Friday, December 30, 2005

Kaki Kaki Telanjang

Selalu kusambut dengan wajah berbinar setiap kali Mentari memamerkan tangkapan digenggamanya. Selalu ada yang ia pamerkan. Membikin tersenyum atau tercengang. Belalang. Kupu. Capung. Bunga ilalang. Pasir. Kadang dia sudah menyisipkan bunga bakung atau melati di telinganya. Sembari tersenyum memamerkan keelokanya. Dia tahu bahwa aku selalu takjub dan mampu penangkap kemolekanya.

Mentari suka tampil sebagai gadis kecil. Mungil.Molek. Anggun.Lincah. Bebas lepas. Santun. Terpancar jernih dan bening jiwa. Kaki kaki mungil telanjang bercengkerama dengan rumput2. Tak hendak letih. Mentari suka menghirup udara bebas segar. Semesta adalah areal mainya. Langit adalah batas jangkauanya. Sepasang kaki telanjang, tak pernah usai menggeliat. Menari. Menikmati kebebasan. Mengurai keingintahuan. Menapaki kedalaman. Menjelajah kuntum-kuntum keindahan. Mencengangi kebaruan. Meng"hening-i" relung-relung misteri.

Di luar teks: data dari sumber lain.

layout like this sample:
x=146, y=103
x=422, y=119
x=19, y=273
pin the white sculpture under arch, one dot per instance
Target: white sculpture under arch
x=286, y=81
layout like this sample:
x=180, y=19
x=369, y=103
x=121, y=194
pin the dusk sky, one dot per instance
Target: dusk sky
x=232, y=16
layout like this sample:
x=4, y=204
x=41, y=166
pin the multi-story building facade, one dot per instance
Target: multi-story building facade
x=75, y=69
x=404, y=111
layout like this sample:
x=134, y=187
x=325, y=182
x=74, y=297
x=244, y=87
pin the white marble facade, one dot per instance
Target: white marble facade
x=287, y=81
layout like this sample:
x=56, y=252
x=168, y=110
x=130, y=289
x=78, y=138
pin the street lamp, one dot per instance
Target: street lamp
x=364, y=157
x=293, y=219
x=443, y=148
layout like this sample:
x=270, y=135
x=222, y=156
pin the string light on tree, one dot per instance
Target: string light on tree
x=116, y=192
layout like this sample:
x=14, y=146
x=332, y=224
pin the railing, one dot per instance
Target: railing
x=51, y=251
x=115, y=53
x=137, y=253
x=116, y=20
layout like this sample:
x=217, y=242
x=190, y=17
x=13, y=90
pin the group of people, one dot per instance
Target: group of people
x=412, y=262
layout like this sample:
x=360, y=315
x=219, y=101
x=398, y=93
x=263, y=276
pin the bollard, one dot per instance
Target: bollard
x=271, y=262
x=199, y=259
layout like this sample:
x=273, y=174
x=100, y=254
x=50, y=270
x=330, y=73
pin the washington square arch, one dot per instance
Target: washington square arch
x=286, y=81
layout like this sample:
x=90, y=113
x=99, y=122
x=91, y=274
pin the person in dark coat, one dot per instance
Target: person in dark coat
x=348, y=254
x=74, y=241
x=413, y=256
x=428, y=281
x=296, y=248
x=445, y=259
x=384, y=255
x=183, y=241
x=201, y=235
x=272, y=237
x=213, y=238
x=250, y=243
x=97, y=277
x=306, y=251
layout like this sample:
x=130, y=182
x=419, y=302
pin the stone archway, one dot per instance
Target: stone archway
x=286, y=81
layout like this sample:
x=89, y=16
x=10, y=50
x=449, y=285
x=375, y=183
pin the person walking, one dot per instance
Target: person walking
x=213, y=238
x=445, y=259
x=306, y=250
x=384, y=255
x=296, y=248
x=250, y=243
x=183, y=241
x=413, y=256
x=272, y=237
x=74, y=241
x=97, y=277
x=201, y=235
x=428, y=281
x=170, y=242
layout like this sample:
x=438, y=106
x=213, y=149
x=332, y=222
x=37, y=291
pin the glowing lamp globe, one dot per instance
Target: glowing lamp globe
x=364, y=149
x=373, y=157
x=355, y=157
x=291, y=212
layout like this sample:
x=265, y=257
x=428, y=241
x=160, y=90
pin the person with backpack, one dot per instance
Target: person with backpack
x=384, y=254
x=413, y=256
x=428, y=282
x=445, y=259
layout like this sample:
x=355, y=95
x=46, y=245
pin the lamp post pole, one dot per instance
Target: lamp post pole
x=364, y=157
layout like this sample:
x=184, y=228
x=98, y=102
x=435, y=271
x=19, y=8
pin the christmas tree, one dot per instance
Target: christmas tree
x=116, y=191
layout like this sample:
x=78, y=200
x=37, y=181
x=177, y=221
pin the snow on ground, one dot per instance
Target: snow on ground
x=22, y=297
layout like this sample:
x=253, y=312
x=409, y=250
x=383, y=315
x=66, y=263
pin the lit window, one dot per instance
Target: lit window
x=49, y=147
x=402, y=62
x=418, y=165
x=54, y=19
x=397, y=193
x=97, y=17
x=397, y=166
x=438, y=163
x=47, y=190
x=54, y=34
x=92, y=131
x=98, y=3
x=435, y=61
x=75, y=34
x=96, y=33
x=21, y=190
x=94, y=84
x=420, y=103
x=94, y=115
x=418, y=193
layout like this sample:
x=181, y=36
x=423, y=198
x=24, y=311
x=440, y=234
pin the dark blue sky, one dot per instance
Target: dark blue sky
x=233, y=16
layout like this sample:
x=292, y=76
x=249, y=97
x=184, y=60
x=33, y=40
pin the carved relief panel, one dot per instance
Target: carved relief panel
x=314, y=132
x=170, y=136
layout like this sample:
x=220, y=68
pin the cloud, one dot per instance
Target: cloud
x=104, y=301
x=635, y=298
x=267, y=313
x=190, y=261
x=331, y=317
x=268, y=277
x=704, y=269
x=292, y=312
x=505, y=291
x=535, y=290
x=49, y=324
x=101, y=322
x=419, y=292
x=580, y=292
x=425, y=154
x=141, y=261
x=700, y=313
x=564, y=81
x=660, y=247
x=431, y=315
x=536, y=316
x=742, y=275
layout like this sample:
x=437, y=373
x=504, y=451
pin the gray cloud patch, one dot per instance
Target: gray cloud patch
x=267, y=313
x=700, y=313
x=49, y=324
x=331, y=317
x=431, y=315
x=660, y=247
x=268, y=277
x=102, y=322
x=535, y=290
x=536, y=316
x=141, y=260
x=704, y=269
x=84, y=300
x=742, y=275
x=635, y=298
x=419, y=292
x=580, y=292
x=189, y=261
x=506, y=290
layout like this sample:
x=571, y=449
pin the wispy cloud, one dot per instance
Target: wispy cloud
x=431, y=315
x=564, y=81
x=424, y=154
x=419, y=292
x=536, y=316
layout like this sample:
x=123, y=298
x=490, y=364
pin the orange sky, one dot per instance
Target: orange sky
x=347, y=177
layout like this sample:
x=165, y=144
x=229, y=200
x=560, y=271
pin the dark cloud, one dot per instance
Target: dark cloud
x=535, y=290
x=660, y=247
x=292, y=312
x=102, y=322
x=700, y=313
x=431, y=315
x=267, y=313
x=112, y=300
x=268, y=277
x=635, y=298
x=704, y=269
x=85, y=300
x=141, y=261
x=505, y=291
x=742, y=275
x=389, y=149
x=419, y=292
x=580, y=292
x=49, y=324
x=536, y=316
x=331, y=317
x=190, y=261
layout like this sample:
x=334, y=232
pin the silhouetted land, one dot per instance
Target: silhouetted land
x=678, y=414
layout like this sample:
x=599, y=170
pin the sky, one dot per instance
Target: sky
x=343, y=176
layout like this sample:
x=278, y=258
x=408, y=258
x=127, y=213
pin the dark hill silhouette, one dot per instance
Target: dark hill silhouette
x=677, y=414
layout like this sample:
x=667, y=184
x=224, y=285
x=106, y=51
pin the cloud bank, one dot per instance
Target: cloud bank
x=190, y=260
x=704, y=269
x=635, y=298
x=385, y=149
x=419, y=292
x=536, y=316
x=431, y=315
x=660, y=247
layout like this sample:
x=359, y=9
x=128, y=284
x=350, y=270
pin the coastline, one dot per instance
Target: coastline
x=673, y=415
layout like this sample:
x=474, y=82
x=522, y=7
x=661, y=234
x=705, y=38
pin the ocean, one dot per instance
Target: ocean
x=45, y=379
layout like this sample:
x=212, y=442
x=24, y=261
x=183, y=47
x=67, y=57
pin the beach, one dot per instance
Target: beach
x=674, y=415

Mentari gemar menjelajah. Mampu menggeliat dari lapisan kelopak- kelopak keterbatasan. Kelopak pengetahuan. Kelopak kesadaran. Kelopak horizon. Kelopak kerangka hati. Kelopak afeksi dan keterikatan. Baginya, yang terpenting bukan sekedar melewati lapisan lapisan kelopak itu; tetapi mengenali detail ruas-ruas struktur kelopak itu. Karena dengan mengenali ruas-ruas struktur kelopak itu, dia mampu menahkodai hidupnya, memenangkan kehidupan. Kadang dia tak peduli dengan senyum dan pelototan sinis ruang dan waktu.

Seperti biasa Mentari akan datang lagi. Kusambut dengan kerelaan bahwa ia akan beranjak lagi meneguk kebebasan. Entah sampai kapan. Tak perlu kuikat dengan utas tali atau apapun. Karena setiap utas akan teretas, dan menghambarkan manisnya misteri ini.